El 15% de los usuarios bancarios en España detecta al menos un cargo erróneo en sus cuentas cada año, según un estudio reciente. Estas equivocaciones suponen una pérdida media de 250 euros anuales por consumidor, una cifra que se multiplica en el caso de las empresas, donde puede alcanzar los 1.000 euros para los negocios más pequeños.
Recuperar ese dinero no solo alivia las finanzas domésticas, sino que también mejora la liquidez empresarial y la confianza en el sistema financiero. El proceso, aunque requiere atención, es accesible y está al alcance de cualquier cliente bancario.
Los cinco cargos más habituales
Las reclamaciones más frecuentes se concentran en cinco conceptos: cargos no autorizados en tarjetas de débito o crédito; comisiones por servicios no contratados o mal explicados; pagos indebidos en cuotas hipotecarias; gastos de constitución de hipotecas; y cláusulas suelo que han encarecido las mensualidades durante años.
Cada uno de estos supuestos tiene un procedimiento de reclamación similar, pero el plazo para iniciarlo es de solo tres meses desde que se detecta el cargo. Pasado ese tiempo, el derecho a reclamar prescribe.
Cómo reclamar paso a paso
El primer paso es presentar la reclamación por escrito en el departamento de atención al cliente de la entidad bancaria o ante su defensor del cliente. Es fundamental dejar constancia de la fecha y el contenido de la queja.
Si transcurre un mes sin respuesta o la solución no es satisfactoria, se puede acudir al Servicio de Reclamaciones del Banco de España. Este organismo analiza el caso de forma gratuita y emite un informe motivado en un plazo máximo de 90 días.
Una vez recibido el informe, la entidad tiene un mes para aceptar o rechazar la resolución. Aunque el dictamen del Banco de España no es vinculante, la mayoría de las entidades lo acatan para evitar un deterioro de su reputación.

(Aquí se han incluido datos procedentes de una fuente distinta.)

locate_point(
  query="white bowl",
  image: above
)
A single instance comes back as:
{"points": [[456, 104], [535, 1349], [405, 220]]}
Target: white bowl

Impacto económico de las reclamaciones
La devolución de estos cargos indebidos podría inyectar hasta 500 millones de euros anuales en el bolsillo de los consumidores españoles, según estimaciones del sector. Ese dinero, al destinarse al consumo o la inversión, dinamiza la economía local y mejora la capacidad de pago de familias y empresas.
Para los autónomos y las pequeñas empresas, recuperar cantidades de hasta 1.000 euros al año puede marcar la diferencia entre afrontar un imprevisto o tener que recurrir a financiación externa. Además, el proceso fomenta una mayor transparencia por parte de las entidades bancarias.
El plazo de tres meses es el principal escollo para muchos usuarios, que a menudo descubren el error cuando ya ha prescrito. Por eso, los expertos recomiendan revisar los extractos bancarios cada mes y conservar toda la documentación de los productos contratados.
Reclamar no solo permite recuperar el dinero, sino que también envía un mensaje claro a las entidades: los clientes están atentos y dispuestos a defender sus derechos. En un contexto de tipos de interés al alza y encarecimiento del crédito, ese ahorro adicional cobra especial relevancia.